Recent advances in magnetic material, which have particularly been described by Robert C. O'Handley in Modern Magnetic Materials, Principles and Applications, John Wiley & Sons, New York, pp. 456-468, provide nanocrystalline magnetic alloys, which are particularly well suited forth rapid switching of magnetic flux. These alloys are primarily composed of crystalline grains, or crystallites, each of which has at least one dimension of a few nanometers. Nanocrystalline materials may be made by heat-treating amorphous alloys which form precursors for the nanocrystalline materials, to which insoluble elements, such as copper, are added to promote massive nucleation, and to which stable, refractory alloying materials, such as niobium or tantalum carbide are added to inhibit grain growth. Most of the volume of nanocrystalline alloys is composed of randomly distributed crystallites having dimensions of about 2-40 nm. These crystallites are nucleated and grown from an amorphous phase, with insoluble elements being rejected during the process of crystallite growth. In magnetic terms, each crystallite is a single-domain particle. The remaining volume of nanocrystalline alloys is made up of an amorphous phase in the form of grain boundaries having a thickness of about 1 nm.

Magnetic materials having particularly useful properties are formed from an amorphous Co--Nb--B (cobalt-niobium-boron) alloy having near-zero magnetostriction and relatively strong magnetization, as well as good mechanical strength and corrosion resistance. A process of annealing this material can be varied to change the size of crystallites formed in the material, with a resulting strong effect on DC coercivity. The precipitation of nanocrystallites also enhances AC performance of the otherwise amorphous alloys.

Other magnetic materials are formed using iron-rich amorphous and nanocrystalline alloys, which generally show larger magnetization that the alloys based on cobalt. Such materials are, for example, Fe--B--Si--Nb--Cu (iron-boron-silicon-niobium-copper) alloys. While the permeability of iron-rich amorphous alloys is limited by their relatively large levels of magnetostriction, the formation of a nanocrystalline material from such an amorphous alloy dramatically reduces this level of magnetostriction, favoring easy magnetization.

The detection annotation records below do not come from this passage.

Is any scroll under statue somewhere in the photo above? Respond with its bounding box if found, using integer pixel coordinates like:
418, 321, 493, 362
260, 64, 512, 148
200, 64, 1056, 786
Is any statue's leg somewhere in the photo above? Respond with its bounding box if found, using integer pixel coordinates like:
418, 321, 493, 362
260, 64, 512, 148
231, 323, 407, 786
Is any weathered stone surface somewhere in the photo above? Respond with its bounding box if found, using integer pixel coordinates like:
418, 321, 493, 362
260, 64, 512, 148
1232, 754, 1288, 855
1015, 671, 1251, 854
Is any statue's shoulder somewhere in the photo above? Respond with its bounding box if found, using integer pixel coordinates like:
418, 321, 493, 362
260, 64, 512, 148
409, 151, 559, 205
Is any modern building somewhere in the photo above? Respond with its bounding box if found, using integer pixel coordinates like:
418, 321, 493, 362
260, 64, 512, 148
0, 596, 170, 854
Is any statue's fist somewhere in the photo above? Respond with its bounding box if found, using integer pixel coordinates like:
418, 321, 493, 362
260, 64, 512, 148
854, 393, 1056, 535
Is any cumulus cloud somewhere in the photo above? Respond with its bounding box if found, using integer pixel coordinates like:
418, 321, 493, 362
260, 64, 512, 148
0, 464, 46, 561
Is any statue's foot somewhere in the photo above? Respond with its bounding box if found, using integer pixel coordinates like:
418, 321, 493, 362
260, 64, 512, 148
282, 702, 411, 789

Advances have also been made in the development of materials for permanent magnets, particularly in the development of materials including rare earth elements. Such materials include samarium cobalt, SmCo.sub.5, which is used to form a permanent magnet material having the highest resistance to demagnetization of any known material. Other magnetic materials are made, for example, using combinations of iron, neodymium, and boron.